It is time to put human rights, labour, environmental protection, anti-poverty, arts and culture, social development, child development, international development, women, Indigenous peoples, the faith-based community, students, teachers, education, and health care workers at the forefront of policy planning and decision-making. 


2020 is  a critical turning point, a year in which the systems that sustain our societies failed. Greenhouse gas emissions dropped, highlighting the irrefutable link between how we live and climate change. Globally, billions of lives have been disrupted, more than half a million lives lost.


In Canada, we are guilty of racial, ethnic, and Indigenous injustices. The inequities that were baked into our systems have been exposed and exacerbated by COVID-19.  We need investments in a just, equitable and sustainable recovery and to fix many areas of public policy. 
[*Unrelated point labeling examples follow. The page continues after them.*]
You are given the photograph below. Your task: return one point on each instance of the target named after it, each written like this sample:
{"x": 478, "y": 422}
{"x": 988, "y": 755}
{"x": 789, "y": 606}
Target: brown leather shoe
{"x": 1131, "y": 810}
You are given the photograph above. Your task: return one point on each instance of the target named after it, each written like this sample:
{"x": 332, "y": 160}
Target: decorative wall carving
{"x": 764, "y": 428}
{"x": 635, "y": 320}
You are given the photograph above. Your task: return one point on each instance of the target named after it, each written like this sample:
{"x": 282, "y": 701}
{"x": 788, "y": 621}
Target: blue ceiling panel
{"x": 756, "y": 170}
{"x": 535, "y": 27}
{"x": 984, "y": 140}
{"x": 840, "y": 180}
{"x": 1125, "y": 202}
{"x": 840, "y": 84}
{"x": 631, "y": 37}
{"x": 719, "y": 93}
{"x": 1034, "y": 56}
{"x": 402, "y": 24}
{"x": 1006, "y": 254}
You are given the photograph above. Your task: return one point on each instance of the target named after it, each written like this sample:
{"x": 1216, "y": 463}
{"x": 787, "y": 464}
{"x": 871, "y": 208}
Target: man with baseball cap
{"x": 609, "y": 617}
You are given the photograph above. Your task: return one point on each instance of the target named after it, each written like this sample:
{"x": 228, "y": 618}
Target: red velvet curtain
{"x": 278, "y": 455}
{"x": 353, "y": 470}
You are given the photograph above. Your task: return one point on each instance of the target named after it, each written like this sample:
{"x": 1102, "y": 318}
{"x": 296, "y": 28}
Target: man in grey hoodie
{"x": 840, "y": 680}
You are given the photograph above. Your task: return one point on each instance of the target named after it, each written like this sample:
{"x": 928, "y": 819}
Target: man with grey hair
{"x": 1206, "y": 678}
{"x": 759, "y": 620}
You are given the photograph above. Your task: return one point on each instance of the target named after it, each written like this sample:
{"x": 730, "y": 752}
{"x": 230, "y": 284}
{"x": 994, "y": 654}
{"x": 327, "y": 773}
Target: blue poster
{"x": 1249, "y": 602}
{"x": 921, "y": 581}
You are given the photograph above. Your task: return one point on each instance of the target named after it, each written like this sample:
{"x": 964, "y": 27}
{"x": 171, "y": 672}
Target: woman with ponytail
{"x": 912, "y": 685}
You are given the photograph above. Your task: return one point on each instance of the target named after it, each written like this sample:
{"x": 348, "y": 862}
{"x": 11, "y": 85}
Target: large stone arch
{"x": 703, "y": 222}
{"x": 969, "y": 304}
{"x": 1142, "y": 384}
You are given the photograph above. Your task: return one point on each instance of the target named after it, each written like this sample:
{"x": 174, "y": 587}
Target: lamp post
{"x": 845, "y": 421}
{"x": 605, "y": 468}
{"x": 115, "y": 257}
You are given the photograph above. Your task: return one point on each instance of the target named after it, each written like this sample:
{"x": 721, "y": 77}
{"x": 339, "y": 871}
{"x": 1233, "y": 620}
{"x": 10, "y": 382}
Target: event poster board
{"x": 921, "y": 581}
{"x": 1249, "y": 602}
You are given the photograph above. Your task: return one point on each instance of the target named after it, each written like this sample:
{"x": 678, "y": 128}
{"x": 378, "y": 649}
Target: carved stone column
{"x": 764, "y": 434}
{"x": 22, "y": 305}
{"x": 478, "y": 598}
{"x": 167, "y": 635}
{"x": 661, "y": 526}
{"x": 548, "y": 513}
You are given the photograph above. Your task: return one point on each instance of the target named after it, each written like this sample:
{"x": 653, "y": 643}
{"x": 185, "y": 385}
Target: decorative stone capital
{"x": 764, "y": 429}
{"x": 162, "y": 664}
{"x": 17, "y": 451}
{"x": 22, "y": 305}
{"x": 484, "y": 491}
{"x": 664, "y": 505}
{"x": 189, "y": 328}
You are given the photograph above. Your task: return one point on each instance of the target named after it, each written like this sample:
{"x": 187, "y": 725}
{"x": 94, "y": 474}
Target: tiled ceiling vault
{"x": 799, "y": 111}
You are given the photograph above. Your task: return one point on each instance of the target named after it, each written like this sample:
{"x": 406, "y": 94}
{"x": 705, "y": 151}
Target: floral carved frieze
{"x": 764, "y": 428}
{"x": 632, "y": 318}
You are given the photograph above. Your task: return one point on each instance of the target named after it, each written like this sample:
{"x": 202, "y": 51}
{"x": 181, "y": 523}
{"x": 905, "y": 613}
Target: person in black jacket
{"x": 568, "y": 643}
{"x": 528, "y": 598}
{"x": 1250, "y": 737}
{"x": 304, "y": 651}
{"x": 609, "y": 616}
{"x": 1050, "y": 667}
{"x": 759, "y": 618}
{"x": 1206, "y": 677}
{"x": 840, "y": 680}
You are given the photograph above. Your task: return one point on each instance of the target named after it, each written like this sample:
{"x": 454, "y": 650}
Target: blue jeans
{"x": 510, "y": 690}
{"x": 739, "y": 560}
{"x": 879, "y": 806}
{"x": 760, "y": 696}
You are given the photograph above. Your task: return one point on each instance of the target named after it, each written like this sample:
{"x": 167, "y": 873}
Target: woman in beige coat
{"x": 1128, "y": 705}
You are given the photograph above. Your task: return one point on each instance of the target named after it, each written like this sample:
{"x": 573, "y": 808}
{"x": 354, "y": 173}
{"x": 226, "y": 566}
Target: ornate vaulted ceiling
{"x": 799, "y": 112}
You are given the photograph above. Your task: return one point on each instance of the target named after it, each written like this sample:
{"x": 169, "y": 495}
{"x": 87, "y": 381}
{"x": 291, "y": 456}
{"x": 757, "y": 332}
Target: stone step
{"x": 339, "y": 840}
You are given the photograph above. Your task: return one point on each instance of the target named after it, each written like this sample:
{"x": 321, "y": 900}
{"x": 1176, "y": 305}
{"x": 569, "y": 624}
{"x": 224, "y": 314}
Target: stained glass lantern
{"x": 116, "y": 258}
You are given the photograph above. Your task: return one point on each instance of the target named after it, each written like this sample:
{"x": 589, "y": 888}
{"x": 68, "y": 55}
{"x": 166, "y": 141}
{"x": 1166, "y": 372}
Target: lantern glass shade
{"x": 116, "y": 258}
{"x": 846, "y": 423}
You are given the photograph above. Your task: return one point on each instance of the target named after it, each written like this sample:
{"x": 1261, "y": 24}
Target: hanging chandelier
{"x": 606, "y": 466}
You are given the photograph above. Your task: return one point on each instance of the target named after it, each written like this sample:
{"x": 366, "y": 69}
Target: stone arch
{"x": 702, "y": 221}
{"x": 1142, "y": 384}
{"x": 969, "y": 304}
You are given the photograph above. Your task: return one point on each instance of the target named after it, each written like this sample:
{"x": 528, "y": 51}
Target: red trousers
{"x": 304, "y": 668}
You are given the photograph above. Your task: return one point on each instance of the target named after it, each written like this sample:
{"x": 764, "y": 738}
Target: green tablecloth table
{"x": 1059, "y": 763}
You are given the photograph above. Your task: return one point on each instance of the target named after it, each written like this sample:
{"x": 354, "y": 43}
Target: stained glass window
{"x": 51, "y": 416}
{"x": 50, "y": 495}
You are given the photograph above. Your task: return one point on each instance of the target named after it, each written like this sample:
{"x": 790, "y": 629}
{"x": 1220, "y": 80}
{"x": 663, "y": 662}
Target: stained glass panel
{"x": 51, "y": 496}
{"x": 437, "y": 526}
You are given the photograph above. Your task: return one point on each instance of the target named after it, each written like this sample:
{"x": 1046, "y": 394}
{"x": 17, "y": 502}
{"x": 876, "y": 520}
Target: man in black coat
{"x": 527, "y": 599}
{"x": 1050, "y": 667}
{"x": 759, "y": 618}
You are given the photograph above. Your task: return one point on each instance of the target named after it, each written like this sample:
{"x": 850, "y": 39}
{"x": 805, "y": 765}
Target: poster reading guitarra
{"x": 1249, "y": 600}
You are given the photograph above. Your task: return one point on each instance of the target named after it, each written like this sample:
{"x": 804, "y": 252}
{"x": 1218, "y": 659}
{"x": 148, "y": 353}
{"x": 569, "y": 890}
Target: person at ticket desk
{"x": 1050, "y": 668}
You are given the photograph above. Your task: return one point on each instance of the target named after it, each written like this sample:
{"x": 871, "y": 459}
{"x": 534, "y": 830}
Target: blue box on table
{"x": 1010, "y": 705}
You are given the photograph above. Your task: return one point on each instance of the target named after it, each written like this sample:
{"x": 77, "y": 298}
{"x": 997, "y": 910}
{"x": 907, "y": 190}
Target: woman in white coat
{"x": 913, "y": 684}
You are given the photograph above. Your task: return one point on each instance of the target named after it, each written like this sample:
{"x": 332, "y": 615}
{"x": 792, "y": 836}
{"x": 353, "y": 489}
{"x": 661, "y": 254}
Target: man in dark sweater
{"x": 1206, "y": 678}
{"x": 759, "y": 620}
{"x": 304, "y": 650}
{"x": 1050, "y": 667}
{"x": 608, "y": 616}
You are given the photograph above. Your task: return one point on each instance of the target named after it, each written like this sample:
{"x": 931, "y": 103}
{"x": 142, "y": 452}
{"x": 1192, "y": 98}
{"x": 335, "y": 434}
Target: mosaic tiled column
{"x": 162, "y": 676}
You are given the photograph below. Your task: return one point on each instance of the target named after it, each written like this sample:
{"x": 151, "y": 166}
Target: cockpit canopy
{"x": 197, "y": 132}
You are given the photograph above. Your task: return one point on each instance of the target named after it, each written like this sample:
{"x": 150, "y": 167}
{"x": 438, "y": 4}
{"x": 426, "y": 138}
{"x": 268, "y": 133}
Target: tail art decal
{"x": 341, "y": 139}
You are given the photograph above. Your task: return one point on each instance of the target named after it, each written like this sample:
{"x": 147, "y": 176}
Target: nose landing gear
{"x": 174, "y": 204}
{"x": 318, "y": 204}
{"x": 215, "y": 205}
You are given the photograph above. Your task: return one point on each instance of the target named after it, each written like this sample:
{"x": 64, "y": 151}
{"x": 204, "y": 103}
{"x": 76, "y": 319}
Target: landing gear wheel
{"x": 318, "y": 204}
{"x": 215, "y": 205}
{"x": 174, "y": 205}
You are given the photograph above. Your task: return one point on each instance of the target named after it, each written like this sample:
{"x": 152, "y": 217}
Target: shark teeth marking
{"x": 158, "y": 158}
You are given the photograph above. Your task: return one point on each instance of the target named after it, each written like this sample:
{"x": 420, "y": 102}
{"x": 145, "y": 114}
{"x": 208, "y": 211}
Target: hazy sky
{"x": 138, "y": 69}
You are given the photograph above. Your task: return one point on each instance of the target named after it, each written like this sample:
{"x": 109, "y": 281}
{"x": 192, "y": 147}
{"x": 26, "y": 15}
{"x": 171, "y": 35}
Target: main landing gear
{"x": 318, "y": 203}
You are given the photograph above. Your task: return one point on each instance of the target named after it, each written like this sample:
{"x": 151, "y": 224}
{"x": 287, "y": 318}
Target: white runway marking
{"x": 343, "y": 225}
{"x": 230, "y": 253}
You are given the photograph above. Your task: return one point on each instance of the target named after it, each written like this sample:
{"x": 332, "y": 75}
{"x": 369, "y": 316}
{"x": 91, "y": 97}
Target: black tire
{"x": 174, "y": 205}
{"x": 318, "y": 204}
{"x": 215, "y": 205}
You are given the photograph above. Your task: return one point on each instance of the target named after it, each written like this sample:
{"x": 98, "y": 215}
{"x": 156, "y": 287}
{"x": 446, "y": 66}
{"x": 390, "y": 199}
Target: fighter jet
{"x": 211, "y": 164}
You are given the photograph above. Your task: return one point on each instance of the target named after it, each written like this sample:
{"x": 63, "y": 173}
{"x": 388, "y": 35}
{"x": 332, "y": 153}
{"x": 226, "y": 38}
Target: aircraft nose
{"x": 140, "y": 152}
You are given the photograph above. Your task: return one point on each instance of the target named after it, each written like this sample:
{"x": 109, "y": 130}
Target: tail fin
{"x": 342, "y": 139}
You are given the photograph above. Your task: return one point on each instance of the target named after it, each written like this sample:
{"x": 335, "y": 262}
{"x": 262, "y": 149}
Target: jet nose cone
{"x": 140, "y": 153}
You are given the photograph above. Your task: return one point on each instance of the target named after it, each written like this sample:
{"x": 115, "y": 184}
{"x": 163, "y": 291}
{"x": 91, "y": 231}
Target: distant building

The AFB Recovery Plan identifies the following immediate action items: implement universal public child care so people can get back to work, reform employment insurance, strengthen safeguards for public health, decarbonize the economy, and tackle the inequalities in gender, race and income. 

The Plan includes an analysis of key areas being impacted by COVID-19 including affordable housing and homelessness.  We know that when eviction bans are lifted, more households will be on the brink of homelessness.  Also, the closure of daytime services and public spaces offering washroom facilities and internet access created challenges for those who depend on these shared services.  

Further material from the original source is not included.